Including anything Medicaid has provided before your death. Failure to set up a special needs trust might affect them, even if not as much as another person who receives, say, SSI and Medicaid. Even someone receiving Medicare will have some effect from having a higher income.
What happens to the money in a special needs trust at death?
At the beneficiary’s death, in most cases the Special Needs Trust will be terminated. The trustee is responsible for dissolving the trust and fulfilling the instructions laid out in the trust document. These include filing the trust’s final tax return and paying any income taxes due.
Does a trust fund affect Social Security benefits?
HOW DOES MONEY FROM A TRUST THAT IS NOT MY RESOURCE AFFECT MY SSI BENEFITS? Money paid directly to you from the trust reduces your SSI benefit. Money paid directly to someone to provide you with food or shelter reduces your SSI benefit but only up to a certain limit.
What are the disadvantages of a special needs trust?
Annual fees and a high cost to set up a SNT can make it financially difficult to create a SNT – The yearly costs to manage the trust can be high.

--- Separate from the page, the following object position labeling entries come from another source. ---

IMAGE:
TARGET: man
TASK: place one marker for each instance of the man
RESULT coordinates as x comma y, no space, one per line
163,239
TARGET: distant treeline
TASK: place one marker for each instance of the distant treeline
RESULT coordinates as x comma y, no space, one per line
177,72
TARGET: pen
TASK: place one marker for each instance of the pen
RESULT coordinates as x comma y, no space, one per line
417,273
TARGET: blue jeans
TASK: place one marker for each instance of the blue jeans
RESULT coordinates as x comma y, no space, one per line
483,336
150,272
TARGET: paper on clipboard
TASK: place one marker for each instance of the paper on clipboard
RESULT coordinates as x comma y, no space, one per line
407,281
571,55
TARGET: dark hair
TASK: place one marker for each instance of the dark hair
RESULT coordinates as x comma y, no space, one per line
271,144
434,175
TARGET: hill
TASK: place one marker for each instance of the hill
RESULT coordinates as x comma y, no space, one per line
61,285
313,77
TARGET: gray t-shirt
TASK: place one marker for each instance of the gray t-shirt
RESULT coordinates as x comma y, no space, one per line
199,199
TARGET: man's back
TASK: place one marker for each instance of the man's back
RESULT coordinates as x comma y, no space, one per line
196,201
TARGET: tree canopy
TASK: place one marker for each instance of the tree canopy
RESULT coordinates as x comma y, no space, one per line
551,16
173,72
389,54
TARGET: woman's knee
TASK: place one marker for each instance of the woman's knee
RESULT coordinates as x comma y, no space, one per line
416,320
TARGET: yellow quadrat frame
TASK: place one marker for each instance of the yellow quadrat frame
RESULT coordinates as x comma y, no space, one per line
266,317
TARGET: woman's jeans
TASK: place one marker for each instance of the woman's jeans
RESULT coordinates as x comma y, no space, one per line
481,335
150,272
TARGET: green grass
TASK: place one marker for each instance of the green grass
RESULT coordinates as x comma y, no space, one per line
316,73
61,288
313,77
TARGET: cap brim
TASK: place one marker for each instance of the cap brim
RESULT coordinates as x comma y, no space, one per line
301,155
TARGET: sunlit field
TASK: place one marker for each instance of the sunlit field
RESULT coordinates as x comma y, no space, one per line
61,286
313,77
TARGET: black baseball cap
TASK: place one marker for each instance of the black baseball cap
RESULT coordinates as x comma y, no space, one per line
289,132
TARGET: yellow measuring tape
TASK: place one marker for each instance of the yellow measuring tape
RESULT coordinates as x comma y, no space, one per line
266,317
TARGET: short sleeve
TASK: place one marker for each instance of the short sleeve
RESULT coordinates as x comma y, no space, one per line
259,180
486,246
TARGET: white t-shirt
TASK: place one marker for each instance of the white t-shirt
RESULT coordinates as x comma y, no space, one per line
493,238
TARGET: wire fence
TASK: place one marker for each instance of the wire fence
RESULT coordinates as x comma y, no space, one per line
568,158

Also, there are often minimum amounts required to set up a SNT.
Does money from a trust count as income?
When trust beneficiaries receive distributions from the trust’s principal balance, they do not have to pay taxes on the distribution. Once money is placed into the trust, the interest it accumulates is taxable as income, either to the beneficiary or the trust itself.
Can a special needs trust be used as an inheritance?
Remember, the basis of a special needs trust being allowed to hold an inheritance for a disabled individual yet not count as an asset available to them is that they don’t have access to the funds. Violating this basic rule could result in the disabled beneficiary losing benefits.
Can a beneficiary also be an executor of an inheritance?
The executor would also be a beneficiary in this case. This scenario is common among adult siblings when one wants to remain in the family home and the others prefer to cash out their portion of the home’s value instead. This would reduce the inheritance paid to the executor and beneficiary according to his or her share of the parents’ home.
Can a sibling be appointed to a probate court?
In other states, probate is required if there was a will, regardless of the size of the estate. If your parents’ state allows for collection of personal property by affidavit for small estates, your sibling may not need to be appointed by the court.
Can a special needs trust trustee make expenditures?
Second, before getting into the specifics of what expenditures a special needs trust trustee can and cannot make, the best practice is for the trustee to pay an expense directly to the vendor and not to the disabled beneficiary to make the payment.